# Subgroup coset

• Jun 17th 2012, 03:33 AM
kljoki
[SOLVED]Subgroup coset
How can i find left and right cosets of subgroup <2> ={0,2,4,6,8,10} of Z12 ???
thanks
• Jun 17th 2012, 12:01 PM
kljoki
Re: Subgroup coset
there is 2 cosets for H={0,2,4,6,8,10}
0+H = H
1+H = {1,3,5,7,9,11}
next is the same with this 2 :)
• Jun 17th 2012, 12:40 PM
Deveno
Re: Subgroup coset
Z12 is abelian, so the left cosets and right cosets are the same.
• Jun 17th 2012, 05:22 PM
HallsofIvy
Re: Subgroup coset
And there are two such cosets because the given sugroup contains 6= 12/2 members. kljoki, this would have been a good exercise in using the basic definition of "coset" because that is all that is required.
• Jun 18th 2012, 04:10 AM
kljoki
Re: Subgroup coset
Quote:

Originally Posted by Deveno
Z12 is abelian, so the left cosets and right cosets are the same.

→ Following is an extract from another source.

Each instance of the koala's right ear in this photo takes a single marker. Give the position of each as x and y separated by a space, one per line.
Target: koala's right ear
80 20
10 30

and what if it wasn't abelian, can you give me some example ?? :D
• Jun 18th 2012, 05:42 AM
Deveno
Re: Subgroup coset
sure. let's use the group of symmetries of a triangle. this is generated by a rotation of 120 degrees, and a reflection about the x-axis, which i shall call a and b. the multiplication operation is composition of functions (we consider the domain of these functions to be the triangle itself; although if you wish, we can consider them as acting on the entire euclidean plane).

clearly, a3 = e, the identity function ("do nothing" = "rotating 360 degrees")

also clearly, b2 = e.

by actual experimentation (you could make a triangle out of straws, for example), we see that:

ba = a2b.

thus G = {e,a,a2,b,ab,a2b}.

we have an obvious subgroup of order 2: H = {e,b}. let's compute the left and right cosets of H. first the left cosets:

eH = {ee,eb} = {e,b} = H (this one is easy).
aH = {ae,ab} = {a,ab}
a2H = {a2e, a2b} = {a2,a2b}

so far, so good. these 3 cosets are clearly all different.

bH = {be,bb} = {b,b2} = {b,e} = H (remember, in SETS, order of elements doesn't matter).
(ab)H = {(ab)e, (ab)b} = {ab,ab2} = {ab,a} = aH (not surprising since (ab)H should equal a(bH) = aH, since bH = H).
(a2b)H = {(a2b)e, (a2b)b} = {a2b, a2} = a2H

so we only have 3 "distinct" left cosets, H, aH and a2H.

now let's look at the right cosets of H:

He = H (this really should be obvious).
Ha = {ea,ba} = {a,a2b} (remember that ba = a2b)
Ha2 = {ea2,ba2}.

hmm. what *is* ba2? we don't rightly know yet. let's figure it out:

ba2 = (ba)a = (a2b)a = a2(ba) = a2(a2b) = a4b = (a3)(ab) = (e)(ab) = ab.

so Ha2 = {a2, ab}.

note that aH is a different set than Ha, and a2H is a different set than Ha2. this shows that when G is non-abelian, for some subgroups H it might be possible that gH ≠ Hg.

i leave it to you to verify the the rest of the cosets are:

Hb = H
H(ab) = Ha2
H(a2b) = Ha

you will discover (shortly) that subgroups for which the left and right cosets are the same, are "special", and have their own name: normal subgroups.